Babasının nezâretinde, hadîs ilminde; Mişkât, Sahîh-i Buhârî, Şemâil-i Şerîf
kitaplarını okudu. Tefsîr ilminde; Şerh-i Vikâye’yi, usûl-i fıkıh ilminde;
Hüsâmî, Tevdîh ve Telvîh kitaplarını okudu. Kelâm ilminde; Şerh-i Akâid, Şerh-i
Hayâlî ve Şerh-i Mevâkıf ve diğer eserleri, mantık ilminde; Şerh-i Şemsiyye,
tasavvuf ilminde; Avârif-ül-Meârif ve Resâil-i Nakşibendiyye’yi okudu. Nahiv
ilminde, Molla Câmî’yi ve meânî ilminde, Mutavvel ve Muhtasar-ül-Me’ânî adlı
eserleri okudu. İlm-i hey’et (astronomi), hesab (aritmetik) ilimlerine âit
çeşitli kitapları ve tıb ilminde El-Mu’cez fit-Tıb adlı kitabı okudu. İlmin her
dalında geniş araştırmalar ve incelemeler yaptı. Dört hak mezhebin fıkıh
kitaplarını tâlim edip, inceliklerine vâkıf oldu. On beş yaşına geldiğinde,
zamânında okutulan zâhirî ilimlerdeki tahsîlini tamamlayıp kemâle gelmişti.
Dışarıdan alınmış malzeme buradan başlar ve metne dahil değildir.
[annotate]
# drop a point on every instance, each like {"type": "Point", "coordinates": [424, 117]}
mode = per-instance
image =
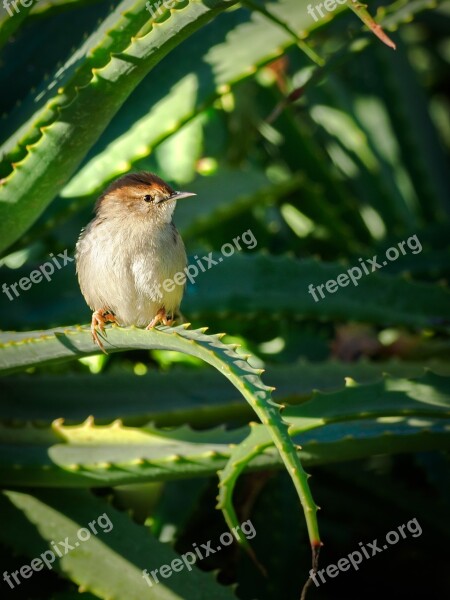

Şâh-ı Nakşibend Behâeddîn-i Buhârî hazretlerinin yolunda mübârek bir kimse olan
babasından feyz alarak, bâtınî hazînelere de kavuştu. Son olarak okuduğu Beydâvî
Tefsîri'ni tamamlayınca babası, ulemâ ve sâlihlerin, fakir ve zenginlerin
iştirâk ettiği bir yemekte, Şâh Veliyyullah-ı Dehlevî hazretlerine icâzet verip,
başına da âlimlere mahsus sarığı giydirdi.
Bundan
sonra üç sene daha babasının nezâretinde nefsini terbiye edip, velîlik yolunda
ilerlemeye gayret etti. On sekiz yaşında iken babası Şeyh Abdürrahîm hastalandı.
Zâhirî ve bâtınî ilimlerde kemâle gelen oğlu Şâh Veliyyullah’ı kendi yerine
geçirip, talebelere ilim öğretmek ve hak yolu bildirmek ile vazifelendirdi.
Şâh
Veliyyullah-ı Dehlevî, hem hac farîzasını îfâ etmek, hem de Haremeyn ulemâsının
ilminden istifâde etmek maksadıyla, 1730 senesinde Mekke-i mükerremeye gitti.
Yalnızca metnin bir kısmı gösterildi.